As of your last sentence: Its not really possible to document the new behavior of a function that is overridden, so your idea of just documenting it a bit different is not working, while the singleton API can clearly provide the sentence "THIS IS MIRRORED TO THE PROCESS" that must be seen when getting the singleton object.

it is possible - in the class documentation. it's actually better there as it is a general "subtle change" as to where the data is stored and shared and you don't want to document every method that is overridden, just the overall idea that changes. so it's possible and it would go in the right place.

All in all I still don't see any benefit of the old solution that is not possible with the new one,

what i see is code that is longer and more code to write in C to do it your way. i've covered that multiple times. even if both were about equal in every other way, this alone would be reason to not do it. we should not be making code longer and more complex and easier to get wrong in apps even for the sake of a little bit of purity. the wisdom of decades of writing code is that you realize purity is a great way to make things worse if you are not careful. pragmatic "it's just less lines of code to do it this way even if its not as pure" is pretty much the better way to go, unless there is a VERY good reason otherwise. at best i think you have something that is "about the same" and we're nitpicking, but one thing that is definite is that your way is more lines of code for the person using the api, and that makes it worse IMHO.

bu5hm4n updated this revision to Diff 18844.Jan 25 2019, 1:38 AM

code update

Ignoring the smokebomb about "did you read" (yes i did, still your sentence indicates something else, and ignores basic facts about how things are inherited and things are changed).

#1 Yes threads can call putenv, setenv. How is that possible with your solution ? You can just edit two objects, which is then altering the *same* environment, is that a model of the realitiy ? No. Is that obvious No. So my thinking about that: Bad API.

#2 You can customize objects, by:

  • duplicating the proc_env object, doing your change, passing it in.
  • just creating a env object, apply your change, passing it in.
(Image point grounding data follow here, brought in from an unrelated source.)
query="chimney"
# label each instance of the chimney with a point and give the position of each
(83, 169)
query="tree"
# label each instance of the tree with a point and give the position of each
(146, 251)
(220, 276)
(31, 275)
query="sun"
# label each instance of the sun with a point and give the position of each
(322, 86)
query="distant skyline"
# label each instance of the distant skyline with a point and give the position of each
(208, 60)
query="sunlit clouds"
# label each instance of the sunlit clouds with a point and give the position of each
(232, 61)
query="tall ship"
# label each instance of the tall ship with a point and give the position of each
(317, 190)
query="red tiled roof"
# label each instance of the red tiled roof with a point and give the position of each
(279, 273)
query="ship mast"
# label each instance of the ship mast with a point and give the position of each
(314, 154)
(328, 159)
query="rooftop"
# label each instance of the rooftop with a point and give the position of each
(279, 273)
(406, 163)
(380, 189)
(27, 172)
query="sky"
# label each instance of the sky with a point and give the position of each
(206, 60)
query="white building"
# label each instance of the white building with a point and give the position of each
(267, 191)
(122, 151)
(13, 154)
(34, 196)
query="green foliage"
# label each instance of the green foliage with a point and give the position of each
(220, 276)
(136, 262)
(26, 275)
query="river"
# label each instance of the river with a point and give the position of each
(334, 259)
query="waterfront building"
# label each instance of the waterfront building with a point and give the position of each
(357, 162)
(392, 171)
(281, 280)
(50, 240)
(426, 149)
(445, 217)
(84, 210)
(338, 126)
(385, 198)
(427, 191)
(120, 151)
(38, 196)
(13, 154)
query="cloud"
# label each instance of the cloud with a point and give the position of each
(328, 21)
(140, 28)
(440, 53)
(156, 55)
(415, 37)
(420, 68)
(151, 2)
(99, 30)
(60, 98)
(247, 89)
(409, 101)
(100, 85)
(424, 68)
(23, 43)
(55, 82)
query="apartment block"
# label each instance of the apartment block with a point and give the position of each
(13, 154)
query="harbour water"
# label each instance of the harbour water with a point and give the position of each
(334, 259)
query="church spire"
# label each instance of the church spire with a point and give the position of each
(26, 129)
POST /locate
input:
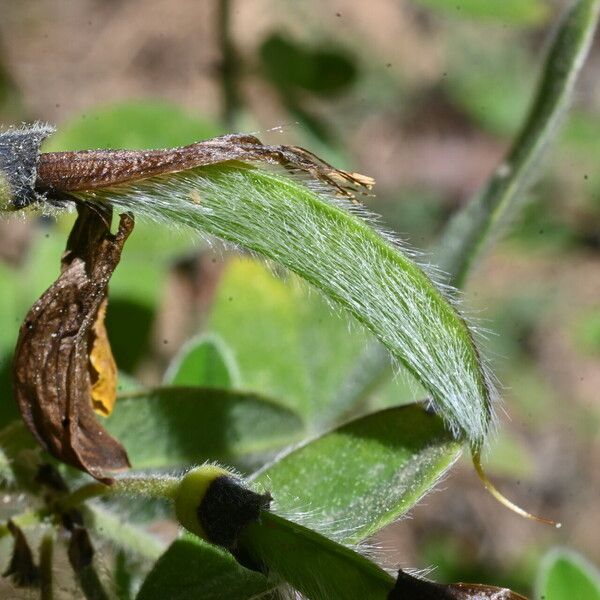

This disucssion meanwhile have spread with the same arguments over 3 revisions and 1 task. I would really appreciate, if you would keep it in one place, and read my replies.

bu5hm4n updated this revision to Diff 18960.Jan 28 2019, 6:37 AM

remove tuple

cedric requested changes to this revision.Jan 28 2019, 10:04 AM

I am pretty sure @segfaultxavi would complain to about the lack of documentation ;-)

src/lib/ecore/efl_exe.eo
45

Please add some documentation for the env property here too.

This revision now requires changes to proceed.Jan 28 2019, 10:04 AM
bu5hm4n updated this revision to Diff 19013.Jan 29 2019, 8:59 AM

rebase & fixup

zmike requested changes to this revision.Jan 31 2019, 5:55 AM

Minor changes needed.

src/lib/ecore/efl_exe.c
194

Nice catch, crucial for performance reasons.

src/lib/ecore/efl_exe.eo
45

This needs to be resolved.

This revision now requires changes to proceed.Jan 31 2019, 5:55 AM

Please apply this patch locally, your review comments do not apply to the state that you get when you apply the patch.

bu5hm4n requested review of this revision.Feb 3 2019, 3:19 AM
bu5hm4n marked 2 inline comments as done.Feb 7 2019, 7:17 AM
zmike accepted this revision.Feb 11 2019, 9:06 AM
This revision was not accepted when it landed; it landed in state Needs Review.Feb 12 2019, 2:20 AM
Closed by commit rEFLc3d69f66a69c: efl_task: remove env from this object (authored by Marcel Hollerbach <mail@marcel-hollerbach.de>). · Explain Why
This revision was automatically updated to reflect the committed changes.